Natural Gas futures on the NYMEX had a volatile week before closing 0.34% lower than a week ago at $2.88. The January contract lost some ground closing at $3.21. May contract is currently trading at $2.77. EIA confirmed on Friday a build of 8 Bcf for the week ended November 6. Current inventory at 3,927, still 5.3% higher y/y, 4.7% above the 5-year average and above the 5-year maximum.
Selling rallies is what we want to do from now on, trading the near term charts directionally. Price is ranging near a potential seasonal ceiling while the last two contacts had already been losing momentum following the seasonal uptrend which for different reasons came earlier this season. We have no interest in buying Natural Gas at the moment. Opportunities are to be found on exhaustion around $3.30. We have no interest whatsoever following buying legs while we operate lower than $3.50. We already took more than 50% in real time trading on the uptrend after we have identified a floor at $1.50 in May. We do now want to be too greedy about this idea. Any production concerns have already been absorbed fuelling this seasonal uptrend further. U.S. online Natural Gas rigs remain low but this is not something new. Vaccine-fueled rallies are to be seen across the board lately, so chances for a wide spread hedging, on short term use of the market for end-of-year trading are low.

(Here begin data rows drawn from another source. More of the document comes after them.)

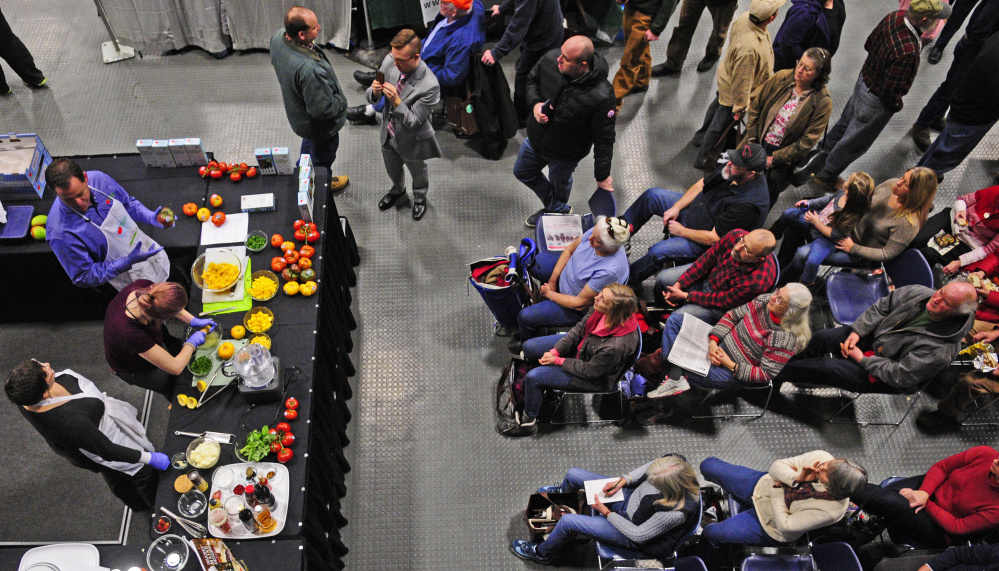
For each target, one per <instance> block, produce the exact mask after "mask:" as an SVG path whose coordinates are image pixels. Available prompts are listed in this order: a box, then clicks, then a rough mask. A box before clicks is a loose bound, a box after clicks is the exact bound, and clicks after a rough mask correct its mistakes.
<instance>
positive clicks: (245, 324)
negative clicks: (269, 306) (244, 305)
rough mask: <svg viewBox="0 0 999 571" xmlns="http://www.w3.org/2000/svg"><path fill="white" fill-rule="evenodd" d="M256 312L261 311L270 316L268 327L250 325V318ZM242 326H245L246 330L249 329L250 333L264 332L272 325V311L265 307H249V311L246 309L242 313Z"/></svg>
mask: <svg viewBox="0 0 999 571" xmlns="http://www.w3.org/2000/svg"><path fill="white" fill-rule="evenodd" d="M258 313H263V314H265V315H269V316H270V317H271V326H270V327H268V328H267V329H254V328H252V327H250V318H251V317H253V316H254V315H256V314H258ZM243 327H245V328H246V330H247V331H249V332H250V333H266V332H268V331H270V330H271V329H272V328H273V327H274V312H273V311H271V310H269V309H267V308H266V307H254V308H253V309H251V310H250V311H247V312H246V313H245V314H244V315H243Z"/></svg>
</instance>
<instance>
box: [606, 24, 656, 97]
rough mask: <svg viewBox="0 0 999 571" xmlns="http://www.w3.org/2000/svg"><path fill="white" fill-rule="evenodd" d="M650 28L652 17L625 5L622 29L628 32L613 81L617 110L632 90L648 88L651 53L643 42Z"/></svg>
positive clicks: (651, 52)
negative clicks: (623, 52) (618, 68)
mask: <svg viewBox="0 0 999 571" xmlns="http://www.w3.org/2000/svg"><path fill="white" fill-rule="evenodd" d="M650 26H652V16H649V15H647V14H643V13H641V12H639V11H637V10H635V9H634V8H631V7H630V6H628V5H627V4H626V5H625V7H624V19H623V20H622V29H623V30H626V31H627V32H628V37H627V39H626V40H625V43H624V53H623V54H621V67H620V69H618V70H617V73H616V74H615V75H614V81H613V85H614V98H615V99H617V108H618V109H620V108H621V101H622V99H624V96H625V95H627V94H629V93H631V91H632V90H633V89H642V88H645V87H648V86H649V79H651V77H652V52H651V51H650V50H649V42H646V41H645V32H646V31H648V29H649V27H650Z"/></svg>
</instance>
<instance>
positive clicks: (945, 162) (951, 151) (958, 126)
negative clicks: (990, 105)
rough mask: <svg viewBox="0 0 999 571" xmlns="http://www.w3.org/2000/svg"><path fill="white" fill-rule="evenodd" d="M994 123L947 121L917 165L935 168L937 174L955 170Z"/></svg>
mask: <svg viewBox="0 0 999 571" xmlns="http://www.w3.org/2000/svg"><path fill="white" fill-rule="evenodd" d="M993 125H995V122H992V123H986V124H985V125H962V124H961V123H955V122H954V121H947V125H946V126H945V127H944V130H943V131H941V132H940V136H938V137H937V138H936V139H933V142H932V143H930V148H928V149H926V152H925V153H923V156H922V157H920V158H919V162H918V163H916V166H919V167H926V168H929V169H933V170H934V171H935V172H936V173H937V174H944V173H947V172H950V171H952V170H954V169H955V168H956V167H957V166H958V165H960V164H961V162H963V161H964V159H966V158H968V155H970V154H971V151H973V150H975V147H977V146H978V143H979V142H981V140H982V139H984V138H985V135H988V134H989V130H990V129H992V126H993Z"/></svg>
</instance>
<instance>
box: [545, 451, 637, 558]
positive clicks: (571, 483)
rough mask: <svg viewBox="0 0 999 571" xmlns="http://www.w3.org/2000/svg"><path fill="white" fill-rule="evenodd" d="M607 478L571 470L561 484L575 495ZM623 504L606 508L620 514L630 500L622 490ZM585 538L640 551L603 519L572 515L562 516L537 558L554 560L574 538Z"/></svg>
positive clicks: (609, 504) (587, 471) (556, 524)
mask: <svg viewBox="0 0 999 571" xmlns="http://www.w3.org/2000/svg"><path fill="white" fill-rule="evenodd" d="M608 477H610V476H604V475H602V474H597V473H596V472H590V471H588V470H583V469H582V468H570V469H569V471H568V472H566V474H565V479H563V480H562V490H563V491H568V492H575V491H576V490H582V489H583V482H585V481H586V480H603V479H606V478H608ZM622 491H623V492H624V501H621V502H615V503H613V504H609V505H608V507H609V508H610V509H611V511H614V512H617V513H620V514H623V513H624V510H625V508H626V506H627V505H628V498H629V497H630V496H631V488H623V490H622ZM580 536H581V537H588V538H592V539H596V540H597V541H601V542H604V543H610V544H612V545H617V546H620V547H624V548H627V549H637V550H641V548H642V546H641V545H640V544H638V543H635V542H634V541H632V540H630V539H628V538H627V537H625V535H624V534H622V533H621V532H620V531H618V530H617V528H616V527H614V525H613V524H611V523H610V522H609V521H607V518H605V517H603V516H599V515H598V516H588V515H573V514H569V515H566V516H563V517H562V519H560V520H559V522H558V523H557V524H556V525H555V529H554V531H552V533H551V535H549V536H548V539H546V540H544V541H543V542H541V544H539V545H538V554H540V555H541V556H542V557H546V558H547V557H554V556H556V555H557V554H558V553H559V552H560V551H561V550H563V549H565V547H566V546H568V545H569V544H570V543H571V542H572V541H574V540H575V539H576V538H577V537H580Z"/></svg>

Commercial, industrial and residential demand will be key for the coming weeks and will give us a better benchmark for the spring contracts. The withdrawal levels will offer better visibility as well. Total demand for the coming week remains between moderate and low. New stay-at home restrictions are being put in place for a second time because of record levels of infections and hospitalizations across the Lower 48. The economic recovery is temporarily losing momentum. U.S. macro data and the dollar Index to be routinely monitored. Daily, 4hour, 15min MACD and RSI pointing entry areas.